Improve plugin search results algorithm

Reported by: mcguive7's profile McGuive7 Owned by:
Milestone: Priority: normal
Component: Plugin Directory Keywords: ui-feedback ux-feedback
Cc:

Description

I just did a search for "Yoast Analytics", hoping to find the "Google Analytics by Yoast" plugin, and it was 8 on the list. It seems to me that this should be the number one hit (it is via the same search term in Google) - the keyword matching is very close, and the downloads for this plugin dwarf the number of any of the other top 8, which seems to me like a good indicator that this should be a top match.

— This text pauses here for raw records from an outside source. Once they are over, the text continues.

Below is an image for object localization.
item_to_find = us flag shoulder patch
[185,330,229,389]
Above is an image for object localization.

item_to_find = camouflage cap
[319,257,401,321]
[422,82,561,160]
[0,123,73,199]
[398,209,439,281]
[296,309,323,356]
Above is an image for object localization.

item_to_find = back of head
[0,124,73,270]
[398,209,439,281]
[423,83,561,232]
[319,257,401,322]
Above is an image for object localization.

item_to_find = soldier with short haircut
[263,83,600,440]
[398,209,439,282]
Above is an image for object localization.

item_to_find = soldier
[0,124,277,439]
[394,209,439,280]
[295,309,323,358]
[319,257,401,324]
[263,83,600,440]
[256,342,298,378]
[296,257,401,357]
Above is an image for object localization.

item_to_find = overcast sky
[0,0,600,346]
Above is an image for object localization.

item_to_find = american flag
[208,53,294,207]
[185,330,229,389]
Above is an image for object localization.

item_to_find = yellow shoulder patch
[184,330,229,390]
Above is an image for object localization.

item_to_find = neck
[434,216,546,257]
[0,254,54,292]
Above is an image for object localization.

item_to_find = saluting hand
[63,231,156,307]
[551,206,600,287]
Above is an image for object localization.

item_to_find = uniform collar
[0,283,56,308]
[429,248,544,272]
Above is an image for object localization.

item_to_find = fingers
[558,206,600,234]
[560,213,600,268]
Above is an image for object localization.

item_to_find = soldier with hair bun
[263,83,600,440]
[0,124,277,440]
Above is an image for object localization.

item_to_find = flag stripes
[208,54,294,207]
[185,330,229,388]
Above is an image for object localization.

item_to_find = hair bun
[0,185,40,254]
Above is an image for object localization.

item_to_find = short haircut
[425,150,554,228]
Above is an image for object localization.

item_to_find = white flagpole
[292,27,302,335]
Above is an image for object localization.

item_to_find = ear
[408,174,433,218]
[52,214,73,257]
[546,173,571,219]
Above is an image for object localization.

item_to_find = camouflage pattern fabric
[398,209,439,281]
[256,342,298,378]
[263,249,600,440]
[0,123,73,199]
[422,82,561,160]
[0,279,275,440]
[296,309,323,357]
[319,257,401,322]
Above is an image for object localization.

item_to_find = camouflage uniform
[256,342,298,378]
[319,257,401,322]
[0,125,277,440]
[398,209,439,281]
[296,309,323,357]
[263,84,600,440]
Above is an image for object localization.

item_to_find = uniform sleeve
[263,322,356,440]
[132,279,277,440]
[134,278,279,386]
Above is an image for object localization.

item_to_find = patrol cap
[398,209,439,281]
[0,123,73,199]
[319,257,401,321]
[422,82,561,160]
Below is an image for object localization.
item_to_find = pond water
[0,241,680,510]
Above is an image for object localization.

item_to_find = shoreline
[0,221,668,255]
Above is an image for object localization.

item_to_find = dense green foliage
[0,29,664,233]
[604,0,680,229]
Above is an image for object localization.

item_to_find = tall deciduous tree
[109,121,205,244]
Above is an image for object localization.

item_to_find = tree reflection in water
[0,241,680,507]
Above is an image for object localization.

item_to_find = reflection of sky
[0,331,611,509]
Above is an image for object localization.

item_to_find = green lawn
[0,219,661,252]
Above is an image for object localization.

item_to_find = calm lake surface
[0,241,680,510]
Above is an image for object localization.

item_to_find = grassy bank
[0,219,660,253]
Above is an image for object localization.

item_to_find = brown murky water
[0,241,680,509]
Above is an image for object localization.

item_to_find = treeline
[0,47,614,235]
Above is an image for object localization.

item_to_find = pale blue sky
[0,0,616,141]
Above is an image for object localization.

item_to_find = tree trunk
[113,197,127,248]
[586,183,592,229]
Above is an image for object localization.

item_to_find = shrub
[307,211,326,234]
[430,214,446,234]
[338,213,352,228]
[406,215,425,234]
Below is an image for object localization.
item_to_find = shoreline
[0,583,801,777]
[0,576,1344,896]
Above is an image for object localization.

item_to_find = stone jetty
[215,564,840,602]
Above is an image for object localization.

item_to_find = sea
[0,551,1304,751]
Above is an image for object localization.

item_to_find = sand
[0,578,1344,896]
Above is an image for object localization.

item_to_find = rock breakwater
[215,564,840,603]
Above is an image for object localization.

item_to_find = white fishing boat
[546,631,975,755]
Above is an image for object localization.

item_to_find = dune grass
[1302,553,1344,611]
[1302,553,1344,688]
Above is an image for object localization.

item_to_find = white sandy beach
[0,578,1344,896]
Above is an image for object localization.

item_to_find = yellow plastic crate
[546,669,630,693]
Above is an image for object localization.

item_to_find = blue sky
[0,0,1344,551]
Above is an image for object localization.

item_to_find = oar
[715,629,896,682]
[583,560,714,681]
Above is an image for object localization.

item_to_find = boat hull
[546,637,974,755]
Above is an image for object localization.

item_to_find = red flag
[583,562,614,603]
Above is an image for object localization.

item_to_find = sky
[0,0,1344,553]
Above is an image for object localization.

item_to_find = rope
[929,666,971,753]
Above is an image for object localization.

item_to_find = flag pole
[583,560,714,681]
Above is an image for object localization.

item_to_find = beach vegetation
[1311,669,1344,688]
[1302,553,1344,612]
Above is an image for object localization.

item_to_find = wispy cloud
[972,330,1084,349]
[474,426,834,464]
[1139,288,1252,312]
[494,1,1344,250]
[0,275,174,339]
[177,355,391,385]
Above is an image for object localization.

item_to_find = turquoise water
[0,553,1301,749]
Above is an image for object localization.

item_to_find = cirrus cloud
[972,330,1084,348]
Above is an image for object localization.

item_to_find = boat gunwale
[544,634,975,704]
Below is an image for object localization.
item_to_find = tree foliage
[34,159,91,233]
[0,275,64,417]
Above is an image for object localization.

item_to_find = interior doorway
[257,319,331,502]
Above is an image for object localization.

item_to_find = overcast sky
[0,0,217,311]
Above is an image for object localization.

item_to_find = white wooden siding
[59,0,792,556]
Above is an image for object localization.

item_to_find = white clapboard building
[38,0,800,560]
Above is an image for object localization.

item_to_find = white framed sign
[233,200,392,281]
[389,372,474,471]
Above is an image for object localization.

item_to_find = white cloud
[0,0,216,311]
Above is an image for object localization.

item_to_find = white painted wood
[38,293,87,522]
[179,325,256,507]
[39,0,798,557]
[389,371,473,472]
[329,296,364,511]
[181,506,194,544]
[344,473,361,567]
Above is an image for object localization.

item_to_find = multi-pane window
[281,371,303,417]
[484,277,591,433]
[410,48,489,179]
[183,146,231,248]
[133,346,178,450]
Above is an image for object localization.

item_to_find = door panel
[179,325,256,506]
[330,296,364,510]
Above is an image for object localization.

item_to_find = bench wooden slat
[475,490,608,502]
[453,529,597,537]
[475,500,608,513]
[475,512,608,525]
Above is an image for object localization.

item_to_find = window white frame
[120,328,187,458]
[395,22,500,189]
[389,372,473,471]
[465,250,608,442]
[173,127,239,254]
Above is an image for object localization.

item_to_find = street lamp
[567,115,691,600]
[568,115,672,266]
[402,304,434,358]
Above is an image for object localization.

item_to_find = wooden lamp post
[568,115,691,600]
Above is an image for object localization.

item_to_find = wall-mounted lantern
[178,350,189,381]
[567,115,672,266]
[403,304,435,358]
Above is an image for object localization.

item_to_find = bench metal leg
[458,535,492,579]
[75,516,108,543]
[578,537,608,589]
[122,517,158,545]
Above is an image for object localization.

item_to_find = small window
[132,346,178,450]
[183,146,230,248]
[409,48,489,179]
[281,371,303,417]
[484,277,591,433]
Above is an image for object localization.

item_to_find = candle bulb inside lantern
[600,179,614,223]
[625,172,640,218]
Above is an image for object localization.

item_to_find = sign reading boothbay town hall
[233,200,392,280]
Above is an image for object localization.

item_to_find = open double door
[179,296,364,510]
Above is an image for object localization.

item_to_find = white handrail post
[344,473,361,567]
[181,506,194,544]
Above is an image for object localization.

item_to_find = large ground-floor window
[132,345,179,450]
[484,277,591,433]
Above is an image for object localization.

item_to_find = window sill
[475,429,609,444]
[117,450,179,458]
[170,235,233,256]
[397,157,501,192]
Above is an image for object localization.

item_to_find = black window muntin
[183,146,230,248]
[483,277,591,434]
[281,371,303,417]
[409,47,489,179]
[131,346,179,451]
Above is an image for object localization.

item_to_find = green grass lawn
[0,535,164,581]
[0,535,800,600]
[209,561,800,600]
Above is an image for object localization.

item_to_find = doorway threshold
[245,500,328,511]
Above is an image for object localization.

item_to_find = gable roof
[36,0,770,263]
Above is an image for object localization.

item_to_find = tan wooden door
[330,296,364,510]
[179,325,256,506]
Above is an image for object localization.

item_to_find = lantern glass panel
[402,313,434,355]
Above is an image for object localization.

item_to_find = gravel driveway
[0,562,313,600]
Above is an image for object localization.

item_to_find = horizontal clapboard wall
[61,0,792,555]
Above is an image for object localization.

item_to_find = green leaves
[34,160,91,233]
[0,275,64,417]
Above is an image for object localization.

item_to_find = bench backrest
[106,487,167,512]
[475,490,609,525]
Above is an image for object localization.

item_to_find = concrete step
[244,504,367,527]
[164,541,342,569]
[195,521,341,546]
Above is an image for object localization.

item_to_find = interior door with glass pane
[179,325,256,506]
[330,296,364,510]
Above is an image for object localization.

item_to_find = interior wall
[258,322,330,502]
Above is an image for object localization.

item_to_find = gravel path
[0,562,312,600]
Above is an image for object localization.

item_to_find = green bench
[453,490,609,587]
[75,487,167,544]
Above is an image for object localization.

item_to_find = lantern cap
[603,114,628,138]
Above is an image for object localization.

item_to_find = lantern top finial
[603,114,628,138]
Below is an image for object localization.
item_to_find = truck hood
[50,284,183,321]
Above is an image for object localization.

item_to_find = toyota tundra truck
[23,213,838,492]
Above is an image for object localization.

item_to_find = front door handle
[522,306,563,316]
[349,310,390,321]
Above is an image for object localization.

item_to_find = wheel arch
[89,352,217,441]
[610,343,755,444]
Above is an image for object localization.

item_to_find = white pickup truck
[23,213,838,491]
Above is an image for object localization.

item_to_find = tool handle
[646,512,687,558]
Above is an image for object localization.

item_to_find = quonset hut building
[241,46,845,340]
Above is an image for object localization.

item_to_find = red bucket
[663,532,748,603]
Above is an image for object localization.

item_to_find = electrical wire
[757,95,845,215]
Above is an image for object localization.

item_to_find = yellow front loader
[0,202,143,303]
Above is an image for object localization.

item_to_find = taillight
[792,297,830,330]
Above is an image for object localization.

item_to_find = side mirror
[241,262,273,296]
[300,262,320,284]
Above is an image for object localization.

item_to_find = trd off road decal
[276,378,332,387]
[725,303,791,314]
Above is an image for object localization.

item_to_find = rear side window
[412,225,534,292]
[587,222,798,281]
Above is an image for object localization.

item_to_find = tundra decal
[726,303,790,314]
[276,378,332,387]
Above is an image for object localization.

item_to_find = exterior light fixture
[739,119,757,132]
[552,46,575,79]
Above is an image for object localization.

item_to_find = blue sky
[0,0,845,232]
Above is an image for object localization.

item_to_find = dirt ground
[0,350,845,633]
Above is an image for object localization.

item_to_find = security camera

Can someone explain how the current plugin search algorithm works? It seems like there's some room for improvement in terms of factoring in downloads, ratings, etc.

In the meantime, the search really only works reliably if a) you know the exact name of the plugin, or b) there aren't many other plugins with the same keywords.

Change History (2)

#1 @McGuive7
10 years ago

More data - searching "google analytics yoast" still only yields the desired plugin as result #7, despite the fact that it's a 3 our of 4 keyword match (with order) on the plugin title. Seems wonky, no? Why would those others be coming up higher?

#2 @Otto42
10 years ago

  • Resolution set to invalid
  • Status changed from new to closed

Plugin search takes many factors into account using the Sphinx search engine and relevance matching. Improving it is a constant ongoing process. More popular plugins will not always necessarily be at the top all the time, and the results can shift even day to day based on one of many factors.

If you have specific bug reports, those would be more appropriate here. At the moment, I don't think a general umbrella ticket for plugin search, or a detailed explanation of how it works being public is a particularly great idea. We get enough people trying to game the thing as is.

However, I will say that the plugin title is not the main thing that the search engine has to work with. The plugin's long description is a far better place for plugin authors to improve upon. Too many plugins just try to use it as marketing fodder, putting irrelevant links and other such things in there. Having a good description, with good human readable paragraphs and explanations of the plugin made for people to read, will get you far far better results... and the tags don't matter nearly as much as some authors like to think they do.